Project Syndicate is an international media organization that publishes and syndicates commentary and analysis on a variety of global topics. All opinion pieces are published on the Project Syndicate website, but are also distributed to a wide network of partner publications for print. As of 2019, it has a network of 506 media outlets in 156 countries.

Project Syndicate, which Ezra Klein described as "the world's smartest op-ed page," provides commentaries on a wide range of topics, from economic policy and strategies for growth worldwide to human rights, Islam, and the environment. It also offers monthly series dedicated to Africa, Europe, Asia, and Latin America, as well as to China and Russia. RealClearWorld also named Project Syndicate one of the top five world news sites for 2012.

A not-for-profit organization, Project Syndicate relies primarily on contributions from newspapers in developed countries, which make up roughly 60% of its membership base, to enable it to offer its services at reduced rates, or for free, to newspapers in countries where journalistic resources may not be readily available. Project Syndicate has also received grants from George Soros's Open Society Foundations, The Politiken Foundation in Denmark, Die Zeit, ZEIT-Stiftung, and The Bill and Melinda Gates Foundation.

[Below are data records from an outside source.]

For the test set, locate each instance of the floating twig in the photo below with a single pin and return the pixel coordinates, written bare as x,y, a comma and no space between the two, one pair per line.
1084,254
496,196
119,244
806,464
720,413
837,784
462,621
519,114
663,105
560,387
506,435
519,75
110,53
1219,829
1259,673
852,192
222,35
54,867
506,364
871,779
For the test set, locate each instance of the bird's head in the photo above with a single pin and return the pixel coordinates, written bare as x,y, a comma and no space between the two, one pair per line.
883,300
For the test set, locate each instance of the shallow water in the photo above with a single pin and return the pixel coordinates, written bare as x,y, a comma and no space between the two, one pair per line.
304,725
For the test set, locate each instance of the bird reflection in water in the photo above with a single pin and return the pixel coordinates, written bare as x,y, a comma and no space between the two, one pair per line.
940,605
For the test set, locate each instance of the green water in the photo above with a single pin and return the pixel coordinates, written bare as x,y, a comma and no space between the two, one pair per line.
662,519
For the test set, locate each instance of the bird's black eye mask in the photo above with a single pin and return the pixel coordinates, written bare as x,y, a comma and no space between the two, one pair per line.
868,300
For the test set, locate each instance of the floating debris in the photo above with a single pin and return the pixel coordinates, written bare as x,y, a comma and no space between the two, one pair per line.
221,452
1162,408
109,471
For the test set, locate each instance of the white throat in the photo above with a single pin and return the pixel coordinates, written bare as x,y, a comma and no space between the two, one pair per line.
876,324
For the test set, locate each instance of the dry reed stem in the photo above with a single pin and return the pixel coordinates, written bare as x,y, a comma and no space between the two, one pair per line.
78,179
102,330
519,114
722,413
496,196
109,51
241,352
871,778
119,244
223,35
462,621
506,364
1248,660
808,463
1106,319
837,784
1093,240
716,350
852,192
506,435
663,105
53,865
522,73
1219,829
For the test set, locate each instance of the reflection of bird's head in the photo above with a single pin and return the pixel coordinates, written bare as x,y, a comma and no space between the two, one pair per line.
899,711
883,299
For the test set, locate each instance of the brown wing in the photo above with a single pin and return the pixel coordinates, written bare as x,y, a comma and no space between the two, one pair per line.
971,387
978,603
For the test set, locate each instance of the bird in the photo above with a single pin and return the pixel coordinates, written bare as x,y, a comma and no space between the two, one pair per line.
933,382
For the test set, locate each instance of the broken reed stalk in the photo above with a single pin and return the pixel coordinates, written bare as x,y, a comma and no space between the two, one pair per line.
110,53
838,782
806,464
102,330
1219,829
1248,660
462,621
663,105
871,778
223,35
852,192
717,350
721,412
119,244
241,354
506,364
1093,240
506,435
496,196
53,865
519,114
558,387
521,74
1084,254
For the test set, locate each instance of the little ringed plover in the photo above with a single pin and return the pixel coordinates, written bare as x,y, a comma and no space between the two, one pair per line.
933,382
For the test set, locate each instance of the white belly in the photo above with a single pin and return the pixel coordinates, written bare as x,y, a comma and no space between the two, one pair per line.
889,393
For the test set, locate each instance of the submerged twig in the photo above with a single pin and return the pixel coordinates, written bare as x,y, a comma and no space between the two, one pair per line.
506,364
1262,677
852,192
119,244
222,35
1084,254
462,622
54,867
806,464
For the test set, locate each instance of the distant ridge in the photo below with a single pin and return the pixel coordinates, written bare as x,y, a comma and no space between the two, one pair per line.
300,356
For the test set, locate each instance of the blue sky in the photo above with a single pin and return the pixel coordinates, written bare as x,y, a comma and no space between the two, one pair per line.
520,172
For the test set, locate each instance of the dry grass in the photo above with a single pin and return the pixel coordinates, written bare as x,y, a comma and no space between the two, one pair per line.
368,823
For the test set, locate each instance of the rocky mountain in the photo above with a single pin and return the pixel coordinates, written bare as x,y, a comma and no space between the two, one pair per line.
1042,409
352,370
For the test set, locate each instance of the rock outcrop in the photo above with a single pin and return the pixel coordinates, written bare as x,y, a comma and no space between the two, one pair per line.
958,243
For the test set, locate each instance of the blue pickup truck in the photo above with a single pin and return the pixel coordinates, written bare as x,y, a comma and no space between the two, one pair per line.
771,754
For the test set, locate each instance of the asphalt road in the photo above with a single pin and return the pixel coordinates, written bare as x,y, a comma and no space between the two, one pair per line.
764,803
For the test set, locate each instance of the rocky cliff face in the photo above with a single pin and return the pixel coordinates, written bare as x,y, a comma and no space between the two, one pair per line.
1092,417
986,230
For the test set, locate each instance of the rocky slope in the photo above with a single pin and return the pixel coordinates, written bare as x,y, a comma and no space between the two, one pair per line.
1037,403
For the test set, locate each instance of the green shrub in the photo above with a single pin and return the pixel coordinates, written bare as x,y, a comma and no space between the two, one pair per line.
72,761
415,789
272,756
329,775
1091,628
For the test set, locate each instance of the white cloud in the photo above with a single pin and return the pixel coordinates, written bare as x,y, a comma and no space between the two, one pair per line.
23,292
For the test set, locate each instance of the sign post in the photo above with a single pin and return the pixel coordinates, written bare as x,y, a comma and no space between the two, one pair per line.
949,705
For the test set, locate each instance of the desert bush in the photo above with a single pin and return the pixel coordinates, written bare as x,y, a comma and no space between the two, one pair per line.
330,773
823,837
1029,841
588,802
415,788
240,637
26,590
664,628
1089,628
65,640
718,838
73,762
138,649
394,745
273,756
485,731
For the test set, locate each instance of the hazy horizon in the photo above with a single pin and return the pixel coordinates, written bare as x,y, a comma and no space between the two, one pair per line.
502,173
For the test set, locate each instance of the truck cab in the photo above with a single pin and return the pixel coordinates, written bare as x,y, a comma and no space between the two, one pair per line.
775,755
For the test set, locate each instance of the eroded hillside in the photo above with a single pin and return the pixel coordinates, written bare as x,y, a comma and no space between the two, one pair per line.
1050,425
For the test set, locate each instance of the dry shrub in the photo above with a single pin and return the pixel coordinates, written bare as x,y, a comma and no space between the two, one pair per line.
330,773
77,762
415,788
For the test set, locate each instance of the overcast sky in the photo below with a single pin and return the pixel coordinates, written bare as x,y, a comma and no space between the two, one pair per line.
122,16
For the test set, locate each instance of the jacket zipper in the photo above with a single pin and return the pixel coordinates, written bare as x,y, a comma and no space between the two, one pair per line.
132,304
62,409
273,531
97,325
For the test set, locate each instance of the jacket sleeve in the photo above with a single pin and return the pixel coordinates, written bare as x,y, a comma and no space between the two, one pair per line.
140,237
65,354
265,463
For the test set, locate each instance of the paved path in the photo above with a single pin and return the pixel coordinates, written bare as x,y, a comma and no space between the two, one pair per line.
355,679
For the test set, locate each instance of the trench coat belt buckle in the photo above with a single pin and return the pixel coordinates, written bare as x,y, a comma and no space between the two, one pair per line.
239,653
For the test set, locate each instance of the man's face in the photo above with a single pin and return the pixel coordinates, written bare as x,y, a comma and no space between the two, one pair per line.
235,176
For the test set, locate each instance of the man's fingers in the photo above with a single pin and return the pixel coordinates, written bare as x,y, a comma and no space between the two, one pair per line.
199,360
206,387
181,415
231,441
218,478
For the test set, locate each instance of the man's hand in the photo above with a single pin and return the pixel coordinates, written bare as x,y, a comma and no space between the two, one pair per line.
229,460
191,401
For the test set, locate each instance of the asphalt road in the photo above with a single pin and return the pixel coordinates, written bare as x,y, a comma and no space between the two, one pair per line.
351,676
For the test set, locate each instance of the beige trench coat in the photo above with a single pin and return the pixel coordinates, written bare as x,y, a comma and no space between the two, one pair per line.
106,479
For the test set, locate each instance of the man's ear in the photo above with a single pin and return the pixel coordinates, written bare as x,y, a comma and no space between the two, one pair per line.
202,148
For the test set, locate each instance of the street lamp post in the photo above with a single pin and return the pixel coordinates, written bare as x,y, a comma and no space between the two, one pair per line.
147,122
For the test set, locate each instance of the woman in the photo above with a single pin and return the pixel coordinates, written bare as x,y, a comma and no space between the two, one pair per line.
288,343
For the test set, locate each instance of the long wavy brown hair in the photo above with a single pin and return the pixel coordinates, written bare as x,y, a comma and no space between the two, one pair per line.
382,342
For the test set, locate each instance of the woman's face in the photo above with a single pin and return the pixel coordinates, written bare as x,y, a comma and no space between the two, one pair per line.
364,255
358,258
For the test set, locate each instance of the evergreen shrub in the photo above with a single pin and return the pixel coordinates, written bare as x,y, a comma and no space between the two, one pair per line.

Project Syndicate translates its columns from English into 13 languages, including Arabic, Chinese, Czech, Dutch, French, German, Hindi, Indonesian, Italian, Kazakh, Norwegian, Polish, Portuguese, Russian, and Spanish. More than half of Project Syndicate's partners receive their content at a discounted rate, enabling relevant and valuable content to reach readers in areas where media freedom and funding are restricted.

Contributors 
Project Syndicate has around 80 authors who submit opinion commentaries on a regular or monthly basis.